6 Şubat’ta meydana gelen ve Türkiye’yi derinden yaralayan Kahramanmaraş ve Hatay depremlerinde ihmalkarlıklar nedeniyle on binlerce vatandaşımız hayatını kaybetmişti. Depremde yıkılan Özkan Gold City Blokları’nın sanıkları davada deprem şiddetini suçladı.
Depremlerde yıkılan Özkan Gold City Blokları ile ilgili davanın dördüncü duruşması bugün görüldü. 97 kişinin yaşamını yitirdiği olayın yargılamasında, sanık avukatlarının savunmaları ve müştekilerin iddiaları dikkat çekti. Duruşmada sanık avukatları, bilirkişi raporuna itiraz ederek “depremin şiddeti”ni suçlarken, müşteki avukatları binanın altında atış poligonu için kolonların kesildiği yönündeki iddiaları dile getirdi.

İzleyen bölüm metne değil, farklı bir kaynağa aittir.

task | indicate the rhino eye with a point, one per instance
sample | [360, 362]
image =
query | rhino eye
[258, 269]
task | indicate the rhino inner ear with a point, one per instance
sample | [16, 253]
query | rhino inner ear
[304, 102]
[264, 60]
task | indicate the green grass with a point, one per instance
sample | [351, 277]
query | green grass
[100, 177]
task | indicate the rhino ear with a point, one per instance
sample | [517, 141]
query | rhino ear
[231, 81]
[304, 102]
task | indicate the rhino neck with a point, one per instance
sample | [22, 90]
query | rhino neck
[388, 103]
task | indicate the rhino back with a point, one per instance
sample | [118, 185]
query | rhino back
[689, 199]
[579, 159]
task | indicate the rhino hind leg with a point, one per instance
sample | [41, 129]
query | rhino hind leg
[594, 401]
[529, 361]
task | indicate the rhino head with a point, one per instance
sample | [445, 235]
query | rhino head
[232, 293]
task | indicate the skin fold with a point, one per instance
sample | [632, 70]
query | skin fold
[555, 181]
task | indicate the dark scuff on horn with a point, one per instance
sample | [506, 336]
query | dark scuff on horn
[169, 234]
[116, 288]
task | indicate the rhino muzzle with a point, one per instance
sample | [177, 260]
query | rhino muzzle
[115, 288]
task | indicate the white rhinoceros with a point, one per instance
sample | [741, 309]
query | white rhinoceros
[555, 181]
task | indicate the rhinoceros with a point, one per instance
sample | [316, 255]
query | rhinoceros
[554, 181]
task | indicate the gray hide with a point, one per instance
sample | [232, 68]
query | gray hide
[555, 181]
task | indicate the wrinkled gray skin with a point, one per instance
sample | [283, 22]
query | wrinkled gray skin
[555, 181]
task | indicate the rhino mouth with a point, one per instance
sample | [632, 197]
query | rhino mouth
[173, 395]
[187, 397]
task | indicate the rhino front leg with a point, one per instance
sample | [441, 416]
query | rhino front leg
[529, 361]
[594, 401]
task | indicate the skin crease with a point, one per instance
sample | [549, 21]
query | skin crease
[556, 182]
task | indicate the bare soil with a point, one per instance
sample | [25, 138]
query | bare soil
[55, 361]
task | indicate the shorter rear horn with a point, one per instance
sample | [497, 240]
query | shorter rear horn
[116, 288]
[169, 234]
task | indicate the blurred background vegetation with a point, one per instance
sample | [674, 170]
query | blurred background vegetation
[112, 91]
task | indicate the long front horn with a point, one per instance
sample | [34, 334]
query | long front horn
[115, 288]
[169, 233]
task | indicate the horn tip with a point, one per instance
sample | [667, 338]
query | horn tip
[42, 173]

Sanık avukatları bilirkişi raporuna itiraz ederek “depremin şiddetini” suçladı. Müşteki avukatı Ali Kürşat Darcan, binanın altına poligon yapmak için kolon kesildiğini belirterek yargılamanın “taksirle değil, olası kasttan” yapılmasını talep etti.
Müteahhit başka bir dosyadan dolayı tutuklu
Müteahhit Mehmet Özkan’ın başka bir dosyadan tutuklu olması nedeniyle katılmadığı duruşmada, diğer sanıklar ve avukatları savunmalarını yaptı. Mehmet Özkan’ın avukatı, bilirkişi raporunun “üstünkörü hazırlandığını” savunarak, binanın 2007 deprem yönetmeliğine uygun inşa edildiğini iddia etti.
“Deprem ivmesi, AFAD raporuna göre dokuz katlı binayı dokuz kat kaçak yapıya eşdeğer hale getirdi” diyen avukat, bilirkişi raporlarında bu hususun dikkate alınmadığını ifade etti. Sanıklardan İrfan Özkan ise “Biz de bu binada yaşıyorduk. Kardeşim, yeğenim, otuz yakınımız oradaydı” diyerek kendilerini savundu.
“Adalet yerini bulsun”
Duruşma sonrası konuşan mağdur yakınları, olayın tüm sorumlularının yargılanması gerektiğini söyledi. Kızı ve torununu kaybeden Ayfer Bekar, “Altını oymuşlar, kolonları kesmişler. Bu kişi hiçbir şey yokken zengin oldu. Birçok yaptığı bina yıkıldı. Ölene kadar dışarı çıkmasın istiyorum” diyerek tepkisini dile getirdi.
Tutuksuz yargılama devam edecek
Duruşmada, sanık avukatlarının yeni bilirkişi raporu talebi ve müşteki avukatlarının sanıkların tutuklanması yönündeki talepleri mahkeme tarafından reddedildi. Dava dosyasında adı geçen jeoloji ve jeofizik mühendisleri hakkında iddianame hazırlanması ve bu davayla birleştirilmesi için suç duyurusunda bulunulmasına karar verildi. Bir sonraki duruşma 14 Mart 2025 tarihinde görülecek.